Am Freitag trafen sich die Teilnehmer gleich als erstes in Neuschwanstein, dem Traumschloss des Ludwig von Bayern zu einer Besichtigungsrunde. In angenehmen Kleingruppen konnte das Schloss in Augenschein genommen werden. Spektakulär waren vor allem Ausblicke aus den Fenstern und vom Balkon in die umgebende Landschaft.Das wagnerianische Verständnis des Schlosses als Realisierung der Gralsburg konnte natürlich nur gestreift werden.
Zum Abendessen trudelten die letzten Teilnehmer ein und gesellten sich hinzu zu den bereits angeregten Konversationen in die reservierte Stub‘n des Schlossbrauhaus Schwangau. Eine herzliche Begrüßung folgte der nächsten. Und so trafen alle schließlich wohl gesättigt im Tagungsraum des Hotel Martha Maria ein, wo in einer Vorstellungsrunde mancher Teilnehmer neue Menschen kennenlernte, die die China-Erfahrung teilen. Der Abend klang aus mit gemeinsamem Gesang aus dem Liederbuch der China Brücke Deutschland zu zwei Gitarren und Cajón. Am großen Tisch im Foyer des Martha Maria Hotels saßen viele Teilnehmer noch bis in die frühen Morgenstunden beim Wein zusammen.
Samstag begann früh um 8 Uhr mit dem Frühstück sowohl für die Teilnehmer, die im Martha Maria Hotel untergekommen waren, als auch für die Teilnehmer im Hotel Alpenstuben. Um 9 Uhr trafen sich alle zu Impulsvorträgen von Susen Müller zum Thema „Das Exotische“ und von Edna Li zum Thema „Liminal Spaces (Zwischenräume) in der interkulturellen Kommunikation“ im Saal des Martha Maria Hotels.

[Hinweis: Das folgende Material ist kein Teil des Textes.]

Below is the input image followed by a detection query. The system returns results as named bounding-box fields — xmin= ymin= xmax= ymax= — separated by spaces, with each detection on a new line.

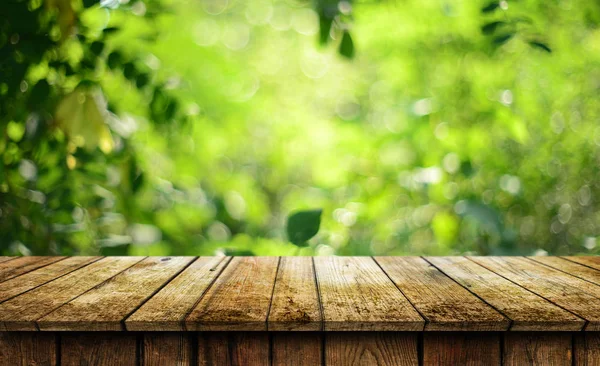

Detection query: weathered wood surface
xmin=125 ymin=257 xmax=231 ymax=331
xmin=423 ymin=332 xmax=502 ymax=366
xmin=376 ymin=257 xmax=510 ymax=331
xmin=314 ymin=257 xmax=424 ymax=331
xmin=471 ymin=257 xmax=600 ymax=331
xmin=37 ymin=257 xmax=193 ymax=331
xmin=0 ymin=257 xmax=600 ymax=332
xmin=185 ymin=257 xmax=279 ymax=331
xmin=268 ymin=257 xmax=322 ymax=331
xmin=426 ymin=257 xmax=584 ymax=331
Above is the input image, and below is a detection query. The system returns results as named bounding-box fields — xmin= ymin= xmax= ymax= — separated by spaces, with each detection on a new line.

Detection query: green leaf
xmin=481 ymin=1 xmax=500 ymax=13
xmin=481 ymin=21 xmax=506 ymax=34
xmin=287 ymin=209 xmax=323 ymax=247
xmin=106 ymin=51 xmax=123 ymax=70
xmin=340 ymin=30 xmax=354 ymax=58
xmin=493 ymin=33 xmax=515 ymax=46
xmin=90 ymin=41 xmax=104 ymax=56
xmin=319 ymin=14 xmax=333 ymax=44
xmin=529 ymin=41 xmax=552 ymax=53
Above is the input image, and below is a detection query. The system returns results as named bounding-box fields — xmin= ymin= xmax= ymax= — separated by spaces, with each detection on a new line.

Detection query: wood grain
xmin=425 ymin=257 xmax=585 ymax=331
xmin=142 ymin=332 xmax=192 ymax=366
xmin=37 ymin=257 xmax=194 ymax=331
xmin=0 ymin=257 xmax=66 ymax=282
xmin=185 ymin=257 xmax=279 ymax=331
xmin=573 ymin=332 xmax=600 ymax=366
xmin=125 ymin=257 xmax=231 ymax=331
xmin=314 ymin=257 xmax=424 ymax=331
xmin=0 ymin=332 xmax=57 ymax=366
xmin=60 ymin=332 xmax=138 ymax=366
xmin=268 ymin=257 xmax=322 ymax=331
xmin=271 ymin=332 xmax=323 ymax=366
xmin=469 ymin=257 xmax=600 ymax=330
xmin=325 ymin=332 xmax=419 ymax=366
xmin=527 ymin=256 xmax=600 ymax=285
xmin=0 ymin=257 xmax=143 ymax=331
xmin=562 ymin=256 xmax=600 ymax=270
xmin=198 ymin=332 xmax=270 ymax=366
xmin=504 ymin=332 xmax=573 ymax=366
xmin=375 ymin=257 xmax=510 ymax=331
xmin=423 ymin=332 xmax=501 ymax=366
xmin=0 ymin=257 xmax=101 ymax=302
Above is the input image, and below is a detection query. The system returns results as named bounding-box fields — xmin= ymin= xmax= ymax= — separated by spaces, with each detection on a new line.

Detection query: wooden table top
xmin=0 ymin=257 xmax=600 ymax=331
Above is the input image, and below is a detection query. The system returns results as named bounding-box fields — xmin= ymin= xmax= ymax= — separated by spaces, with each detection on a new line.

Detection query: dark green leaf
xmin=481 ymin=1 xmax=500 ymax=13
xmin=90 ymin=41 xmax=104 ymax=56
xmin=340 ymin=30 xmax=354 ymax=58
xmin=529 ymin=41 xmax=552 ymax=53
xmin=287 ymin=209 xmax=323 ymax=247
xmin=481 ymin=21 xmax=506 ymax=34
xmin=493 ymin=33 xmax=515 ymax=46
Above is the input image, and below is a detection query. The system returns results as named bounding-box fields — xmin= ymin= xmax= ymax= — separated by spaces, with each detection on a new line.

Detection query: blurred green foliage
xmin=0 ymin=0 xmax=600 ymax=255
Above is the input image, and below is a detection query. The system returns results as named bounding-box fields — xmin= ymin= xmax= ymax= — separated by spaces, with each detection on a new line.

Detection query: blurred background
xmin=0 ymin=0 xmax=600 ymax=255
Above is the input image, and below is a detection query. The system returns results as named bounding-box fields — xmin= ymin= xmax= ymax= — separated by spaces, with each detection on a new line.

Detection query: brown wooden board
xmin=198 ymin=332 xmax=271 ymax=366
xmin=0 ymin=257 xmax=143 ymax=331
xmin=314 ymin=257 xmax=424 ymax=331
xmin=573 ymin=332 xmax=600 ymax=366
xmin=503 ymin=332 xmax=573 ymax=366
xmin=0 ymin=257 xmax=66 ymax=282
xmin=325 ymin=332 xmax=419 ymax=366
xmin=141 ymin=332 xmax=190 ymax=366
xmin=268 ymin=257 xmax=322 ymax=331
xmin=185 ymin=257 xmax=279 ymax=331
xmin=37 ymin=257 xmax=194 ymax=331
xmin=527 ymin=256 xmax=600 ymax=285
xmin=271 ymin=332 xmax=323 ymax=366
xmin=0 ymin=332 xmax=57 ymax=366
xmin=125 ymin=257 xmax=231 ymax=331
xmin=469 ymin=257 xmax=600 ymax=330
xmin=60 ymin=332 xmax=138 ymax=366
xmin=425 ymin=257 xmax=585 ymax=331
xmin=0 ymin=257 xmax=101 ymax=302
xmin=562 ymin=256 xmax=600 ymax=270
xmin=423 ymin=332 xmax=501 ymax=366
xmin=376 ymin=257 xmax=510 ymax=331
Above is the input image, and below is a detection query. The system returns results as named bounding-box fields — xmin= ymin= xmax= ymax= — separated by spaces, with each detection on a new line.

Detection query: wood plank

Susen Müller reflektierte zunächst das eigene Überlegenheitsgefühl, das ihre erste Zeit in China bestimmt hatte. Dann erörterte sie den Begriff des Exotischen aus verschiedenen Perspektiven, wandte ihn dann auf ihre Chinaerfahrung an und zeigte Wege aus dem Exotismus auf. Wichtig ist die Reflektion der eigenen Perspektive. Sprach-, Kultur- und Religionsverständnis ermöglichen es, andere Perspektiven auf die Realität zu akzeptieren. Als Beispiel erörterte sie die Erfahrung von Matteo Ricci, um dann den Prozess der interkulturellen Begegnung als einen nichtlinearen Prozess mit unterschiedlich hohen Stufen darzustellen. Im Grunde handelt es sich bei dem inneren Konflikt der interkulturellen Begegnung um die Angst, die eigene Identität zu verraten. Das Problem ist dann tatsächlich bei Rückkehr, dass der Reentry-Kulturschock fast größer ist als der Kulturschock bei der Ausreise, wenn man feststellt, dass man selbst zum Exoten geworden ist.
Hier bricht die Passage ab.